ESD is considered as treatment of choice for lesions greater than 20 mm with Paris
IIc or IIa + IIc morphology or for any lesions greater than 3 cm per Japanese guidelines
[41]. ESD is, however, limited by its high complications rate of 2 % to 14 % [36]. ESD is also technically challenging and time consuming, requires more training
even by experienced endoscopists [2]
[42]
[43]. UEMR can be easily learned and grasped by endoscopist’s experienced in CEMR and
can have quick uptake in the community practice.
Our review has many strengths including systematic literature search with well-defined
inclusion criteria, careful exclusion of redundant studies, inclusion of good quality
studies with detailed extraction of data and rigorous evaluation of study quality.
The previous systematic review on UEMR did not provide data on non-pedunculated polyps
and direct comparison between UEMR and CEMR [44]. There are limitations to this review, most of which are inherent to any meta-analysis.

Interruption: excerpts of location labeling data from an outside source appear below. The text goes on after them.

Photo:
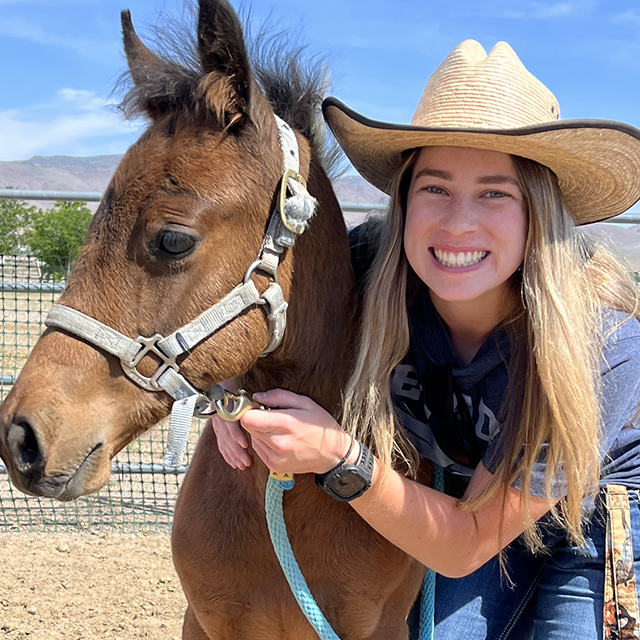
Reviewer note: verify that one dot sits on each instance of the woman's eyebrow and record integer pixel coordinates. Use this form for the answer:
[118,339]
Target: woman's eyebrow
[498,180]
[434,173]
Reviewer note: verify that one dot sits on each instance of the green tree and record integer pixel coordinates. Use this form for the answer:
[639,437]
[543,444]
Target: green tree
[56,235]
[15,218]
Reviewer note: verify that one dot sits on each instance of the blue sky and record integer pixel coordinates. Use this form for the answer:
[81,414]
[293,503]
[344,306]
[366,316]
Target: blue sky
[61,58]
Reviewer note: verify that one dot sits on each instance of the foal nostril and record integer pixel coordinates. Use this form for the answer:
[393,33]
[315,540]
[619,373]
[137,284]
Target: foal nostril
[25,450]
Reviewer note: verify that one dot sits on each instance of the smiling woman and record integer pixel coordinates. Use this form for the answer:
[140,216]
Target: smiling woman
[499,344]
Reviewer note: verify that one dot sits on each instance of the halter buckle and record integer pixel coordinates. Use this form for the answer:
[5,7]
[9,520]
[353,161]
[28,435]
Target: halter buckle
[289,174]
[148,346]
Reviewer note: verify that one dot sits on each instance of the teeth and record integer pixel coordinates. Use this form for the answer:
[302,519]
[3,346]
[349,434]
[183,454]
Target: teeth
[460,259]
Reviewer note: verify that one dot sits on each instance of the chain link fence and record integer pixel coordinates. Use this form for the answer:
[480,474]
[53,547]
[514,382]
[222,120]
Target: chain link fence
[141,493]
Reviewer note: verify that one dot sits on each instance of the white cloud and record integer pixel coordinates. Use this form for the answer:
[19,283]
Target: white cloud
[69,121]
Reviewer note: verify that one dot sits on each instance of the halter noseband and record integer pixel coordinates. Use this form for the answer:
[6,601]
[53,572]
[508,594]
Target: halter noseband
[294,209]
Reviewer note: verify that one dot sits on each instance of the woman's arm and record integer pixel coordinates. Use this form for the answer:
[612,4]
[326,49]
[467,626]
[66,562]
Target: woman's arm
[303,438]
[429,525]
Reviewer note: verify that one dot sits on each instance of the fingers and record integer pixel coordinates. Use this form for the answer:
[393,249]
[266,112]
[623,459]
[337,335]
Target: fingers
[232,443]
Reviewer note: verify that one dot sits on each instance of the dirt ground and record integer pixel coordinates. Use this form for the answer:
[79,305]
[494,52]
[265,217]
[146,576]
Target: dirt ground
[82,586]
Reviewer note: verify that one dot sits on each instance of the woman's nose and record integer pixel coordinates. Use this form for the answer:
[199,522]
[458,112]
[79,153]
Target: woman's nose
[459,217]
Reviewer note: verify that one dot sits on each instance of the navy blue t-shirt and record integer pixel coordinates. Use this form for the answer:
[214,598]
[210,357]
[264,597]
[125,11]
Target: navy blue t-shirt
[451,411]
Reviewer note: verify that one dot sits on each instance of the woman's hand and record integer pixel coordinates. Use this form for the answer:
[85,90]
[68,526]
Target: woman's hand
[299,436]
[232,443]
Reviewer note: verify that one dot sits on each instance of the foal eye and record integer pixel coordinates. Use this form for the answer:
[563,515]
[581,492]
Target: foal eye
[174,243]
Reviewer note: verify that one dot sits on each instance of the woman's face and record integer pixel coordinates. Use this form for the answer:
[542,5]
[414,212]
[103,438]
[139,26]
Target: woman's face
[466,223]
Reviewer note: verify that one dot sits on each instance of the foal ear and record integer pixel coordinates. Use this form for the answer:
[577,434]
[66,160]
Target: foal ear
[146,69]
[143,63]
[223,56]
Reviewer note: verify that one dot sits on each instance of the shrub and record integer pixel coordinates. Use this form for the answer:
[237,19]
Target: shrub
[56,235]
[15,218]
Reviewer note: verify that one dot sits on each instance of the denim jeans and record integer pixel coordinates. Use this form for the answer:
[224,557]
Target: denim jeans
[556,596]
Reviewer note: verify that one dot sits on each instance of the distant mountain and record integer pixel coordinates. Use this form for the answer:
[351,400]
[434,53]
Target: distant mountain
[59,173]
[93,174]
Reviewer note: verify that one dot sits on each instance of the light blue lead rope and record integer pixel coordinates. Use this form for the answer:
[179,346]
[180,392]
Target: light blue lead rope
[297,583]
[282,547]
[428,597]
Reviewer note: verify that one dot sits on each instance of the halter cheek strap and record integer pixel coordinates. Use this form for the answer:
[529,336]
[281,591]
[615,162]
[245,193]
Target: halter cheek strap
[292,215]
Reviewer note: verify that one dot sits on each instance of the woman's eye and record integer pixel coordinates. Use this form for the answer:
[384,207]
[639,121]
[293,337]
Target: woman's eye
[174,243]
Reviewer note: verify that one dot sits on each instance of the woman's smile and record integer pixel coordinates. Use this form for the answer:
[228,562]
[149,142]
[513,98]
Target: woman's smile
[458,259]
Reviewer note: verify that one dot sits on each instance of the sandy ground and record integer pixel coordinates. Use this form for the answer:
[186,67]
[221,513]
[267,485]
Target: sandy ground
[81,586]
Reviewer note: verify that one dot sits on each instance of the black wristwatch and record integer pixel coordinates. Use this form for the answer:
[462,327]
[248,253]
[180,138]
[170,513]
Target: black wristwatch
[348,481]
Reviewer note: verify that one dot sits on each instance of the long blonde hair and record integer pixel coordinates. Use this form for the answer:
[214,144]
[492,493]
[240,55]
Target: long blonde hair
[555,338]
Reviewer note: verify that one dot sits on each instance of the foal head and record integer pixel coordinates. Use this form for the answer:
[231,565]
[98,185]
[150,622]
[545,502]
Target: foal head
[180,223]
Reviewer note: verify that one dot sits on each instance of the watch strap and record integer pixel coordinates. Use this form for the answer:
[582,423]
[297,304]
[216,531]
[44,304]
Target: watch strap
[363,468]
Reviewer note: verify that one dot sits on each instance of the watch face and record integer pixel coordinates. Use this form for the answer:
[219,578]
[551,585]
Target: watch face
[348,483]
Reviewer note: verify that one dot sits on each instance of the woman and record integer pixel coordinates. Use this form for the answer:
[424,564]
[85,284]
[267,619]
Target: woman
[506,345]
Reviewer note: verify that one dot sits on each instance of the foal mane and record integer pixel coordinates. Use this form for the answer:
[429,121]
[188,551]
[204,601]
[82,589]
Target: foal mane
[293,82]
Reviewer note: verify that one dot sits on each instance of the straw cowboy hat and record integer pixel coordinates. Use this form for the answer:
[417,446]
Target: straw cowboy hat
[493,102]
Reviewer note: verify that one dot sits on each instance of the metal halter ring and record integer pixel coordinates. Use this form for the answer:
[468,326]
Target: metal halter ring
[241,404]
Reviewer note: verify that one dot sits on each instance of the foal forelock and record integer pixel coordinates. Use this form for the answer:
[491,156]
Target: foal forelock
[293,83]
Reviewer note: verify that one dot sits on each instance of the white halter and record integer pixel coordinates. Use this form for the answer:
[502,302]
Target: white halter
[294,210]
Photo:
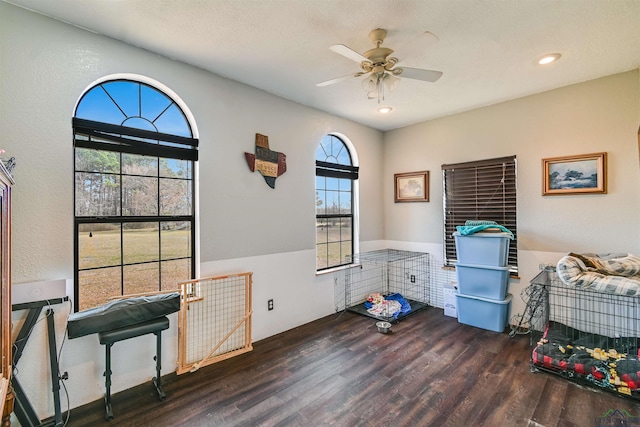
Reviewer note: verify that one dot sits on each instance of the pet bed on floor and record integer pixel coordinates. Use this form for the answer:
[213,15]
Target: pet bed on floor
[609,363]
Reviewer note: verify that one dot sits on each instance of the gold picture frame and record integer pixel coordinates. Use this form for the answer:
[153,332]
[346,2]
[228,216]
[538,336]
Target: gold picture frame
[581,174]
[411,187]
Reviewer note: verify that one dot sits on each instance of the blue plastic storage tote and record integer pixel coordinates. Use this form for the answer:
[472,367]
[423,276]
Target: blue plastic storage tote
[482,312]
[484,281]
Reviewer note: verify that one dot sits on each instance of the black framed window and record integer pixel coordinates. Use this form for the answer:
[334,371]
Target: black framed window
[134,155]
[335,175]
[481,190]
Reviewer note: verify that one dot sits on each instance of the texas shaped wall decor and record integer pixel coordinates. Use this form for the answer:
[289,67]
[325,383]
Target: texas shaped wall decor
[271,164]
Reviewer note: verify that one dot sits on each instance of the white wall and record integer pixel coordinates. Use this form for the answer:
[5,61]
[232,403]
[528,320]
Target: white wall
[595,116]
[244,225]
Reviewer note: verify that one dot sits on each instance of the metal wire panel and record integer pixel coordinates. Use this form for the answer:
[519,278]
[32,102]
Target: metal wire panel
[385,272]
[215,320]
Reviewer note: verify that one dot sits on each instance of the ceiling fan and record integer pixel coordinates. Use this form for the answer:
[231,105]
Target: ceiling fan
[380,67]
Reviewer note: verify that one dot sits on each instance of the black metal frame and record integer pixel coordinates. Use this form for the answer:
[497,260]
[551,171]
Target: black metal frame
[122,139]
[335,170]
[23,409]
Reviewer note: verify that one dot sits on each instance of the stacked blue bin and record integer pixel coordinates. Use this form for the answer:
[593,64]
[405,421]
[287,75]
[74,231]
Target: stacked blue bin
[483,277]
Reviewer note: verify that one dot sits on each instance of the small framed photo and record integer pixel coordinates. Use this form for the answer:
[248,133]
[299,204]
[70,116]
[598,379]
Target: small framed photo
[585,173]
[412,187]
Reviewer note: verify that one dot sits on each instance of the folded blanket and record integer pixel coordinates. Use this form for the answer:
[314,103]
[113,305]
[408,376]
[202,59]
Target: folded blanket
[473,226]
[392,305]
[619,276]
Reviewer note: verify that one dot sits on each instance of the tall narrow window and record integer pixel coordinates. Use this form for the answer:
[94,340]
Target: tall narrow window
[134,211]
[335,176]
[483,190]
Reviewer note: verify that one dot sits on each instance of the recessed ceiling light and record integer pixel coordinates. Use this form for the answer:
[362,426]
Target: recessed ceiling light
[548,59]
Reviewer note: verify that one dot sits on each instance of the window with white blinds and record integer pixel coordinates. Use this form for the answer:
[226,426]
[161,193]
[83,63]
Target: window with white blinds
[481,190]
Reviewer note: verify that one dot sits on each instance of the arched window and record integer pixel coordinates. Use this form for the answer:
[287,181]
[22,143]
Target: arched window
[134,222]
[335,219]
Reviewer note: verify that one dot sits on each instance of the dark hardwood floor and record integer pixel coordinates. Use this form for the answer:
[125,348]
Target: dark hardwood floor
[429,371]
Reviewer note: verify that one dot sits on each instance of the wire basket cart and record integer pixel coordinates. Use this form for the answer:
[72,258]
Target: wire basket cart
[587,336]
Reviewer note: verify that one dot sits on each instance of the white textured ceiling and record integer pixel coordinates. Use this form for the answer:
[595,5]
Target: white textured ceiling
[486,48]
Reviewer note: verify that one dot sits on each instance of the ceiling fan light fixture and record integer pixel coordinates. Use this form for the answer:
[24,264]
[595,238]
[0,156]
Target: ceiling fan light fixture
[549,58]
[370,83]
[391,82]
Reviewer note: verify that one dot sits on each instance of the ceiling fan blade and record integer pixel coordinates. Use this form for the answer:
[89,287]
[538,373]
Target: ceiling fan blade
[416,46]
[420,74]
[348,53]
[338,79]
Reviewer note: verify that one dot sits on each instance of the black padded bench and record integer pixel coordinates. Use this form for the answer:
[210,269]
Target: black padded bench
[108,338]
[123,319]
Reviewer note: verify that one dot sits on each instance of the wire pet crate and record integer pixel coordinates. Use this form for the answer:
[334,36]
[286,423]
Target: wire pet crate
[386,284]
[587,336]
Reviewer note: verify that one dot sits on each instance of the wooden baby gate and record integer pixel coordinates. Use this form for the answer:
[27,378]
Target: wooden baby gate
[214,322]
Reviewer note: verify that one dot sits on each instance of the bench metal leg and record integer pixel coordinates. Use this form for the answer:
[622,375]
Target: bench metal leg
[157,381]
[107,383]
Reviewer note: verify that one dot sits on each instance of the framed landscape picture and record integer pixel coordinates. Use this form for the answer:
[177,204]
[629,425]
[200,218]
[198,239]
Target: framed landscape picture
[584,173]
[412,187]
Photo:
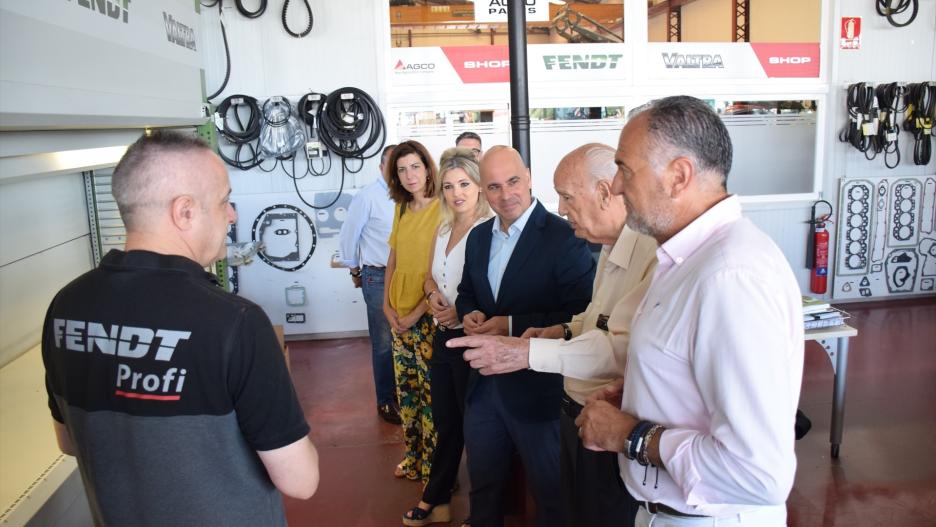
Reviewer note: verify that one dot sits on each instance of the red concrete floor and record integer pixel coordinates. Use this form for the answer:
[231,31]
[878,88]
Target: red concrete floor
[886,473]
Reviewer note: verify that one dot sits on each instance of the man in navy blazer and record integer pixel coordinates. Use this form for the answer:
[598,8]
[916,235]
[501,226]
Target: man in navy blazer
[523,268]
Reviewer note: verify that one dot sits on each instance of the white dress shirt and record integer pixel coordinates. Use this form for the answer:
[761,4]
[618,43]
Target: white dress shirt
[595,358]
[365,231]
[716,356]
[447,268]
[502,246]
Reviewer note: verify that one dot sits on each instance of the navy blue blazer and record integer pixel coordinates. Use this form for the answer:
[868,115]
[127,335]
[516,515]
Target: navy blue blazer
[548,279]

The studies were representative of centers in North and South America, Asia and Europe
and not restricted to a geographic location. However, these studies were not entirely
representative of the general population and community practice, with most studies
being performed in tertiary-care referral centers. Our analysis had studies that were
retrospective in nature contributing to selection bias and confounding bias. Although
likely minimal, we could not account for intra-class correlation. The sample size
of non-pedunculated polyps > 20 mm included in our study is small. Nevertheless, our
study is the best available estimate in literature thus far, with respect to the clinical
outcomes comparing UEMR and CEMR for resection of colorectal polyps.